Uitspraak
RECHTBANK MIDDEN-NEDERLAND
[naam minderjarige](hierna: [voornaam van minderjarige] ), geboren op [geboortedatum] 2004 te [geboorteplaats] ,
Rechtbank Midden-Nederland
In deze zaak heeft de Rechtbank Midden-Nederland op 18 oktober 2018 uitspraak gedaan in een verzoek tot ontkenning van het vaderschap. De man, vertegenwoordigd door advocaat mr. E. El Assrouti, verzocht de rechtbank om zijn vaderschap te ontkennen naar Marokkaans recht. De moeder, met onbekende woon- of verblijfplaats, was de tegenpartij, en mr. A.M.L. van As fungeerde als bijzondere curator voor de minderjarige. De rechtbank had eerder op 20 december 2017 een beschikking gegeven en heeft in deze procedure kennisgenomen van verschillende rapporten en brieven, waaronder een rapport van Verilabs en diverse F9-formulieren van de betrokken partijen.
Tijdens de mondelinge behandeling op 20 september 2018, waarbij de man en zijn advocaat aanwezig waren, werd het DNA-onderzoek besproken. Dit onderzoek had uitgewezen dat de man niet de biologische vader was van de minderjarige. De rechtbank moest nu beoordelen of de man zijn verzoek tot ontkenning van het vaderschap tijdig had ingediend. De rechtbank concludeerde dat er wel degelijk een termijn geldt voor het indienen van een dergelijk verzoek, en dat de man deze termijn had overschreden. De rechtbank baseerde haar oordeel op de Mudawwana en relevante jurisprudentie.

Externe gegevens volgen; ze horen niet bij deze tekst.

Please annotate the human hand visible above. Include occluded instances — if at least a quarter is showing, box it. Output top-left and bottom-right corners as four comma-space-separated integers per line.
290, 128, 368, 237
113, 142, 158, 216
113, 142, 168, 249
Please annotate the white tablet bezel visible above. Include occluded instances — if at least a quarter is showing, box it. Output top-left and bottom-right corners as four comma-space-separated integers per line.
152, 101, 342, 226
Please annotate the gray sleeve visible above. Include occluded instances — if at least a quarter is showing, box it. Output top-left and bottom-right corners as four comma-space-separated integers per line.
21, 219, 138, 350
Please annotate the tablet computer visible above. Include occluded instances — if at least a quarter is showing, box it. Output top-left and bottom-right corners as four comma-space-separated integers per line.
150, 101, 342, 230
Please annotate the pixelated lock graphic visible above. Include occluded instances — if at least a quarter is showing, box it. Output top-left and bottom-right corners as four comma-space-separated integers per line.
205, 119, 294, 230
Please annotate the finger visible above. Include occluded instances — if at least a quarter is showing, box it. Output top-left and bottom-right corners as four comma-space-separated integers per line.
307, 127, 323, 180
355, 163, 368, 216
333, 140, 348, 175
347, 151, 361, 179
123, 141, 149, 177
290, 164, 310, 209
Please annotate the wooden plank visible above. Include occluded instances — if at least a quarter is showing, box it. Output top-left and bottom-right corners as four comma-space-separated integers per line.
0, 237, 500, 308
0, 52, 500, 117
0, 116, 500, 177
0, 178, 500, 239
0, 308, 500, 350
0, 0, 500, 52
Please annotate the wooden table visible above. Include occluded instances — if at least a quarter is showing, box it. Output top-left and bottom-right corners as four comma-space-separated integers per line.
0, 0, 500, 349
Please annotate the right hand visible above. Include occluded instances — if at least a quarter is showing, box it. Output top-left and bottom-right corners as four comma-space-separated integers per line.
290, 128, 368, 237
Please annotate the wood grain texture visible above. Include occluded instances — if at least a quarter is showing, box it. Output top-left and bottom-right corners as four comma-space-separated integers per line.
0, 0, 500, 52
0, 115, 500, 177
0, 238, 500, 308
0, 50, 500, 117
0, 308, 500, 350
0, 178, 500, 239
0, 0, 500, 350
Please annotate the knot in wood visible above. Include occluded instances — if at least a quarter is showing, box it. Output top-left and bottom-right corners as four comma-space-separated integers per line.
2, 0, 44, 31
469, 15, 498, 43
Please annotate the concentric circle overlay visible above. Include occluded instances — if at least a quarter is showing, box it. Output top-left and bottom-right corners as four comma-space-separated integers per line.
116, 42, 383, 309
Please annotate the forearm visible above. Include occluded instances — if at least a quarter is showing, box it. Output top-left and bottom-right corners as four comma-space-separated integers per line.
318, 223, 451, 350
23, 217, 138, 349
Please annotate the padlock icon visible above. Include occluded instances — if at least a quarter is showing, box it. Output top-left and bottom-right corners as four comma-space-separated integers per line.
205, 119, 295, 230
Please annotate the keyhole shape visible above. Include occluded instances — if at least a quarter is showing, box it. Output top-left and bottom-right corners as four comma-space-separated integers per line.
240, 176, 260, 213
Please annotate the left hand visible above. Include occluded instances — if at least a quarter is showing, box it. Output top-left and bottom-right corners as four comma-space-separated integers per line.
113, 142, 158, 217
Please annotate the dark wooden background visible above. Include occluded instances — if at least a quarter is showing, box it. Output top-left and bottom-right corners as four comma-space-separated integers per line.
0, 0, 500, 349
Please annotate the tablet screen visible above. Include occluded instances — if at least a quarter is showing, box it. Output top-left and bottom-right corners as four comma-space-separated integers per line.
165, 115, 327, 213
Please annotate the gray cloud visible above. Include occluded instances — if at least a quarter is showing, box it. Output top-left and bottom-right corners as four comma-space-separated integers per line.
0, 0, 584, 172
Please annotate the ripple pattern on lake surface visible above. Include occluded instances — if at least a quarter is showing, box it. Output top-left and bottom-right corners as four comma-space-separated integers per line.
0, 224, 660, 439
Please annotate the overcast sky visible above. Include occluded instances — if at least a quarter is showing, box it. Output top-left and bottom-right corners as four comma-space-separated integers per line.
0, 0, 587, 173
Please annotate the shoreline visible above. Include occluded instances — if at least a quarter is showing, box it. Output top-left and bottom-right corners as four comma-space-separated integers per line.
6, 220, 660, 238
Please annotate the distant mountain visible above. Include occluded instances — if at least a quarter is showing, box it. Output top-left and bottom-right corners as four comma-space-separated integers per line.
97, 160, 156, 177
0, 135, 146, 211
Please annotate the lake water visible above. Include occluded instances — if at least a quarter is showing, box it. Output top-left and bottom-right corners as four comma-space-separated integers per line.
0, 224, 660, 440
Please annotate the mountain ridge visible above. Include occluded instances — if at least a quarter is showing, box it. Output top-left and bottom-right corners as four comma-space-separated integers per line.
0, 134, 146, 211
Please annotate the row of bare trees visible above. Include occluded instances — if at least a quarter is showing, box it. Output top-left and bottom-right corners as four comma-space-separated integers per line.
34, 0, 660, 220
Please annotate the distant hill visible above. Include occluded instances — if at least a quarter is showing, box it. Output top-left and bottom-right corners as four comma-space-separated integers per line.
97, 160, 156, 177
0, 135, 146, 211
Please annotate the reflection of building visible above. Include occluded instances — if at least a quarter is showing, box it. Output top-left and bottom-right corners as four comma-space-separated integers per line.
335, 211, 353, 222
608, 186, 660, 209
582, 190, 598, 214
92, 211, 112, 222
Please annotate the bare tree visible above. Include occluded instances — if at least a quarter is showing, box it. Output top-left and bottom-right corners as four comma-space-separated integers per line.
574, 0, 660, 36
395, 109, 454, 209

Uiteindelijk verklaarde de rechtbank de man niet-ontvankelijk in zijn verzoek en compenseerde de proceskosten tussen partijen. De moeder werd veroordeeld tot betaling van de helft van de kosten voor het DNA-onderzoek aan de man. Deze beschikking werd openbaar uitgesproken door mr. E.A.A. van Kalveen, kinderrechter, in aanwezigheid van griffier mr. M.A. van den Breemer.